Monday, August 28, 2017

The Road from Hypothetical Situations to Design Thinking

Publish or Perish
(Cartoon by Nick Kim, Massey University, Wellington)

Chapter Two of Part Three of Guide to Creative Action (1976) is an article by J. H. McPherson entitled; The People, The Problems and the Problem Solving Methods, which was reprinted from the Journal of Creative Behavior in 1968. The majority of the article is a spreadsheet of 18 problem solving methods varying in length from two to eight steps, including methods proposed by individuals including Dewey, Guilford, Osborn and Parnes, organizations including General Electric and the US Military and areas of study including Synectics and Operations Research.

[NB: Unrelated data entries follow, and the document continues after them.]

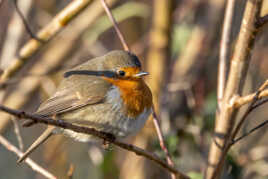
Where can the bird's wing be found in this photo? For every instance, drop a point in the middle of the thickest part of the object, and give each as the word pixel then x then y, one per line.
pixel 74 93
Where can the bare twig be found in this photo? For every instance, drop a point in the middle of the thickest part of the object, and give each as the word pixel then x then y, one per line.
pixel 236 78
pixel 109 14
pixel 24 21
pixel 251 107
pixel 232 140
pixel 240 101
pixel 14 32
pixel 47 33
pixel 225 45
pixel 261 21
pixel 30 162
pixel 162 143
pixel 92 131
pixel 249 132
pixel 70 172
pixel 18 134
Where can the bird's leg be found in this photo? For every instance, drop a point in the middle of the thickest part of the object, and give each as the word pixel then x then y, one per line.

Of particular interest is the entry for "Hypothetical Situation" by John Arnold with the following two-step description, three years after Arnold's untimely death.
  • Develop a hypothetical situation with many unusual conditions.
  • Using this situation as a stimulus, design practical answers to fit the situation.
Today, this approach is called Project Based Learning, a teaching method where students gain knowledge and skills by working for an extended period of time to investigate and respond to an authentic, engaging and complex question, problem, or challenge. John Dewey promoted the idea of "learning by doing" as early as 1897,  in his book My Pedagogical Creed.

Arnold's classroom notes and material cover a much wider range of approaches and activities than are described by McPherson, with the creative process being a kind of problem-solving, distinguished from analytical decision-making. Arnold believed a handful of results made an outcome "creative":

  • A better combination, not just something different.
  • Tangible results; something you can see, or feel or react to in some fashion, not just an idea.
  • Forward-looking in time, relating to society’s needs, not merely “recreative.”
  • A “synergetic” quality—the value achieved in the combination is much greater than the sum of the parts (a multiplicative effect).
Arnold also believed that creativity can be enhanced by scientifically understanding the inventive process and improving it, so that it becomes more organized and deliberate with a step-by-step approach. Arnold defined a framework for the creative process involving a combination of analysis, synthesis, and evaluation in three phases:
  • Question and Observation (Preparation / analysis)
  • Associate (Production / synthesis)
  • Predict (Decision / evaluation)

The value of a creative result was judged by its increased function, improved performance, and lowered cost. The most important aspect of the creative process was in figuring out what people need and thus would want to buy, in other words; technology applied to human-centered business.

Arnold sought to balance analytical approaches to technology by combining different perspectives for understanding and solving a problem, advocating a broad perspective. He stated that challenges of “the modern age” called for engineers to be bold, devising entirely new kinds of solutions.